Bend
home sales in November dropped to the lowest monthly median price of $431,000
since Feburary when the number was $427,000. The price was also $1,000 below
the $430,000 median for November of 2018, and was a sharp drop of 8.5% from the
$471,000 median for October.
Bend
monthly median prices first ticked above $400,000 – to $409,000 – in June of
2017 and stayed above that threshold until dipping below for November and
December of 2017. Since then the median has held above $400,000 with erratic rises
and dips along the way.
The
most recent drop of 8.5% was the largest month to month movement either up or
down since prices jumped by 11.86% from February to March of 2017.
Total
monthly sales for November in Bend dropped to their lowest level, at 167
closings, since the same month of 2018. Inventory as calculated by dividing current
total listings of 2,306 homes by monthly average sales stood at a two months
supply.
Bend "rolling" 12 month median home prices |
Inventory
has hovered around the two month number for much of the past few years, even
with steady single family construction as Bend continues a sustained economic
recovery from the market collapse in the early decade of the new century.
Maybe
a more statistically meaningful number is the median “rolling” price for the
previous 12 months.

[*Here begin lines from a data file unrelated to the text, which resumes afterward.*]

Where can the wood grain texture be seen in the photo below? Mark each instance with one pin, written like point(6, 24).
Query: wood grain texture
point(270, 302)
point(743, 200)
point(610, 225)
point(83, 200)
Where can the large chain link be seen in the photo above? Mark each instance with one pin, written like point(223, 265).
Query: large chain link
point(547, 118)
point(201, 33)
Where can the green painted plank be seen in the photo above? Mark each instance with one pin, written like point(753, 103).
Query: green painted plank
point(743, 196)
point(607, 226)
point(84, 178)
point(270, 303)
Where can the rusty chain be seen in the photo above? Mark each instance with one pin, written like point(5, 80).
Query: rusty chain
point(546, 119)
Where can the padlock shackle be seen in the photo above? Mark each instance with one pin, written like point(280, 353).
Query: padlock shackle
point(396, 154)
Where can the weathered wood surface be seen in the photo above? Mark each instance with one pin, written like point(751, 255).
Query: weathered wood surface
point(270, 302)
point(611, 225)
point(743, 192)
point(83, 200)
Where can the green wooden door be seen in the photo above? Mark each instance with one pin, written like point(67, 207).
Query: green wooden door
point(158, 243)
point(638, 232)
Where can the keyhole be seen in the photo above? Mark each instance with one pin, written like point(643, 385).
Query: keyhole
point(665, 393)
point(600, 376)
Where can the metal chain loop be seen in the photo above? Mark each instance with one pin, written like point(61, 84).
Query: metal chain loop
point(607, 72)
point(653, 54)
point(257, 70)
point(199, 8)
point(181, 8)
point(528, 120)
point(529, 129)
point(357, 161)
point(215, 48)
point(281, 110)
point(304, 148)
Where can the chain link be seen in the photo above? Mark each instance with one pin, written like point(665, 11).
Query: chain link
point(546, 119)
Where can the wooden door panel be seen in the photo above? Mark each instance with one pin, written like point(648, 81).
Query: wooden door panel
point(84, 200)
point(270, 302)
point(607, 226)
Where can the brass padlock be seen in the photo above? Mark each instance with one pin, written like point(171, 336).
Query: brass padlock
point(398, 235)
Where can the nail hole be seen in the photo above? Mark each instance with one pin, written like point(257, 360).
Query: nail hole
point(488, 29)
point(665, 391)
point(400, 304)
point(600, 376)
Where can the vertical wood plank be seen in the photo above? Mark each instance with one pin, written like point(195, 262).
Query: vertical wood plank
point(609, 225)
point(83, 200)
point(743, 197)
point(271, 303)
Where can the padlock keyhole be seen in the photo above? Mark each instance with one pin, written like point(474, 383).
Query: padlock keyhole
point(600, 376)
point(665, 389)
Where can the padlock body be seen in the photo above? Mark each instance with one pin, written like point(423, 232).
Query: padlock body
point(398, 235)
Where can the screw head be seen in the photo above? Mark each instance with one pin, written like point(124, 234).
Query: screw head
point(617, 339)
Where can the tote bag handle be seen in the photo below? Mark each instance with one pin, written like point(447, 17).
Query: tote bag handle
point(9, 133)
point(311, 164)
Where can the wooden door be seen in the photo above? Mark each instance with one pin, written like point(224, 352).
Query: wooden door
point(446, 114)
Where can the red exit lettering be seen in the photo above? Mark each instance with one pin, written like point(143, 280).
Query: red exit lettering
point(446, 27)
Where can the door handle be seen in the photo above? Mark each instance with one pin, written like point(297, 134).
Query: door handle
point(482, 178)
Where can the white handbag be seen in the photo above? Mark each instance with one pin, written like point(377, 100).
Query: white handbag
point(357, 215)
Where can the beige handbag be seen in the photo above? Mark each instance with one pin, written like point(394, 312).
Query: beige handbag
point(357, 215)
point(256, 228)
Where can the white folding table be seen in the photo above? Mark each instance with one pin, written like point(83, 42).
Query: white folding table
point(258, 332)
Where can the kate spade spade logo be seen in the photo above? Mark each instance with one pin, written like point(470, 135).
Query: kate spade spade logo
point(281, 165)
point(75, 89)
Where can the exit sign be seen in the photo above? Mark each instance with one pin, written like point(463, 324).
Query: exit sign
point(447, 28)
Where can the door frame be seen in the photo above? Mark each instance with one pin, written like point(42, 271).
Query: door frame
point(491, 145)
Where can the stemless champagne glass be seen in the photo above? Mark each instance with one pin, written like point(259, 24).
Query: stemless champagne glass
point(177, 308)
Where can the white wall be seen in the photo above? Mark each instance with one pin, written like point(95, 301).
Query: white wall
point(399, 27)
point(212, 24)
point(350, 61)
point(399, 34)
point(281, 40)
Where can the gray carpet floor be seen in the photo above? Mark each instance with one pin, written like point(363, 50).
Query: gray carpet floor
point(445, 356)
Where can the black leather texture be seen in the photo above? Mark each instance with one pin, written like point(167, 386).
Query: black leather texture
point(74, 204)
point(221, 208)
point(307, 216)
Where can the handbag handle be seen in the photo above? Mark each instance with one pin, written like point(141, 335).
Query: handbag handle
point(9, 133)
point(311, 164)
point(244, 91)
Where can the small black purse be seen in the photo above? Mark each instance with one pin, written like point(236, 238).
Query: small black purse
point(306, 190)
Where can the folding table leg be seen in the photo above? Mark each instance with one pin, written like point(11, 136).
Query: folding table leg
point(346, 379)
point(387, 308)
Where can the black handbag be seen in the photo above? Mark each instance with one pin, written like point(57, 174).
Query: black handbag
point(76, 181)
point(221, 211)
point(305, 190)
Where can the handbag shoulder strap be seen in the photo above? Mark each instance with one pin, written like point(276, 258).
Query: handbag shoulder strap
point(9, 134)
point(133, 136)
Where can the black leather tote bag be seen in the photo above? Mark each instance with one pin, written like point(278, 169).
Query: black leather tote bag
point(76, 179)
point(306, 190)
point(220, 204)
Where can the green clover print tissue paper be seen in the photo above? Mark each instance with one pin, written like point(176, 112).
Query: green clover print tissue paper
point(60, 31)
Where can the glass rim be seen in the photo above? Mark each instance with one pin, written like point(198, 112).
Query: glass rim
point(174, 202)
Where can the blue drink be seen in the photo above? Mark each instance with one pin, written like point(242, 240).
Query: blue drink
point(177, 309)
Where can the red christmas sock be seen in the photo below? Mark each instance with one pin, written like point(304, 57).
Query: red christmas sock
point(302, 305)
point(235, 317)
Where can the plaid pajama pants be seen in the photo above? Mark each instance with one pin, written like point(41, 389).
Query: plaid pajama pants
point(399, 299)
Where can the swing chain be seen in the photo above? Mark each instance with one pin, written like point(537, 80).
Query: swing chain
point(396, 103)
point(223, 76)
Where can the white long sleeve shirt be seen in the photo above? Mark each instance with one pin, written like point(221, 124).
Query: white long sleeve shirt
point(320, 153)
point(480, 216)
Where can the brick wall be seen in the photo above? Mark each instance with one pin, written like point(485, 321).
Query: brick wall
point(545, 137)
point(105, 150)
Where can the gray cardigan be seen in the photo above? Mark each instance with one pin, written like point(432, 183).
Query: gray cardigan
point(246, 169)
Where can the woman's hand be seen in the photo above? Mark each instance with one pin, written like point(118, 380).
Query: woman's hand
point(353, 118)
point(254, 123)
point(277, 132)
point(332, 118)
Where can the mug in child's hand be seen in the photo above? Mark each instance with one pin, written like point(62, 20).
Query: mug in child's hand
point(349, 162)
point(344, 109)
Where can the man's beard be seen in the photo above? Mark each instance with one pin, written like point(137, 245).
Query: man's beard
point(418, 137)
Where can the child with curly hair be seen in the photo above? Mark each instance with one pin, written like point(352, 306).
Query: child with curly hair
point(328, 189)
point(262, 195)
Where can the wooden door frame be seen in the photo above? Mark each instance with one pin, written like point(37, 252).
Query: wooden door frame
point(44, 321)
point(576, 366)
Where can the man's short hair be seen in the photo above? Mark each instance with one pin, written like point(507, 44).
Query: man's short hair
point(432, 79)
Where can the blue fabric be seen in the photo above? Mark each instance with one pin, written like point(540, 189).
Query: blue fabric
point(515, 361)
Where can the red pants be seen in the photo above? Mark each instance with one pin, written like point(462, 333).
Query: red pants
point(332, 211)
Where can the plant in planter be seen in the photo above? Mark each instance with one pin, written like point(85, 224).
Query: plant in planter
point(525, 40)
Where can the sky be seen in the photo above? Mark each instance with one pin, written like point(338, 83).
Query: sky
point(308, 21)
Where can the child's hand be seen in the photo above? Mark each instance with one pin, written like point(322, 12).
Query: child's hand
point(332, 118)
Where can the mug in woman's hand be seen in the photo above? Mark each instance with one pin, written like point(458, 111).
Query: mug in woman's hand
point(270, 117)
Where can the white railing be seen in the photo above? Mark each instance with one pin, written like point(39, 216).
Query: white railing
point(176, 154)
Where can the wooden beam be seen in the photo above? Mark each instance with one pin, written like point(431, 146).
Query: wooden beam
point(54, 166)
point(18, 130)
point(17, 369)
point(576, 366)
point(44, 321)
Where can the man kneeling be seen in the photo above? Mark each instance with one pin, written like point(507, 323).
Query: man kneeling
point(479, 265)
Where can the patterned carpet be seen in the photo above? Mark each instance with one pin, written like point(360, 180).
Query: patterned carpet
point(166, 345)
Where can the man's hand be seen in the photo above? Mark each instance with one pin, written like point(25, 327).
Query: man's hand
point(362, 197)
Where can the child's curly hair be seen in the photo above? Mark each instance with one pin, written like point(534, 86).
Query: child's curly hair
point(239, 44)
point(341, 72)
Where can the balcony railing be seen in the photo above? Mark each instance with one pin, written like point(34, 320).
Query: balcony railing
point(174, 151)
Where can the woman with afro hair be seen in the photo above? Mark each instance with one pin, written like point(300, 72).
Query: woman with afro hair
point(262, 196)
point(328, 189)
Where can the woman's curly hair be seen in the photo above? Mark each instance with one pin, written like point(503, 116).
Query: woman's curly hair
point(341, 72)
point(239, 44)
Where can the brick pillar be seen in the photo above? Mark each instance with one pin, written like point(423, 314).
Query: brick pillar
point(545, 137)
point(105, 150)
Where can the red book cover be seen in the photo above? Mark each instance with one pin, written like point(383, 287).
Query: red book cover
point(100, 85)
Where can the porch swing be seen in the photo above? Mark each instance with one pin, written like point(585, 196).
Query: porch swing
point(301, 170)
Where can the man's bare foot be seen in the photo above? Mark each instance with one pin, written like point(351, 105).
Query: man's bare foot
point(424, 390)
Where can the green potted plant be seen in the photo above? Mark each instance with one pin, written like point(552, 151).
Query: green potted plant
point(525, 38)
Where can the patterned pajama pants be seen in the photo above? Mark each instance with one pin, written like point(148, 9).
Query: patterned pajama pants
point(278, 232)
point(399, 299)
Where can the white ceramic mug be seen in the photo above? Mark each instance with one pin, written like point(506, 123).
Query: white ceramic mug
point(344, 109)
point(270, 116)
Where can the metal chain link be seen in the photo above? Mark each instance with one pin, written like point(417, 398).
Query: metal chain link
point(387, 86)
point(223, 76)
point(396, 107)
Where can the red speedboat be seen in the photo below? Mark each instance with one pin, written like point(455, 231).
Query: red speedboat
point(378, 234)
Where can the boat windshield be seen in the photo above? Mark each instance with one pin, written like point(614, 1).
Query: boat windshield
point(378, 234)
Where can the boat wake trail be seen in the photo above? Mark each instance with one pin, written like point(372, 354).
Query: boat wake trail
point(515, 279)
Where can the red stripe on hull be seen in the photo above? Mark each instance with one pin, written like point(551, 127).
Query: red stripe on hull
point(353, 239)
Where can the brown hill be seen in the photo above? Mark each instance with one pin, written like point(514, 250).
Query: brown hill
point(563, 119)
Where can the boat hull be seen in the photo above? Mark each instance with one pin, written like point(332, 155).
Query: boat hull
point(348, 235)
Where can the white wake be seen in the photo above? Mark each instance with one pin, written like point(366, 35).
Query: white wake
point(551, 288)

By that measure, Bend prices are dead even for the 12
months of 2019 with the same months from December through November of 2019.
In
Redmond, the second largest Central Oregon home market, the November median
sale price was $320,000, down 2.18% from October, and was 4.9% above the same month
of 2018.
Redmond
sales through November totaled 1,007, which calculated by the 12-month average
meant that the 163 active listings translated to a two month inventory, essentially
the same as Bend.
Together the Bend and Redmond submarkets
of the MLS of Central Oregon typically account for at least 75% of all regional
sales.
In its November monthly analysis of
other smaller regional markets, Beacon Appraisal reported median sale prices ranging
from a low of $181,000 in Jefferson County, including Madras and Crooker River
Ranch, to a high of $540,000 in Sunriver, followed by Sisters at $515,000, Crook
County including Prineville, $255,000 and LaPine, $247,000.
Those smaller markets all had
inventory of four to five months, which is generally considered a more “stable”
or balanced market for buyers and sellers, against the two months supply in
Bend and Redmond thought to represnet a sold sellers market.
Beacons’s analysis, drawn from the MLS
of Central Oregon database, included single family homes on less than an acre.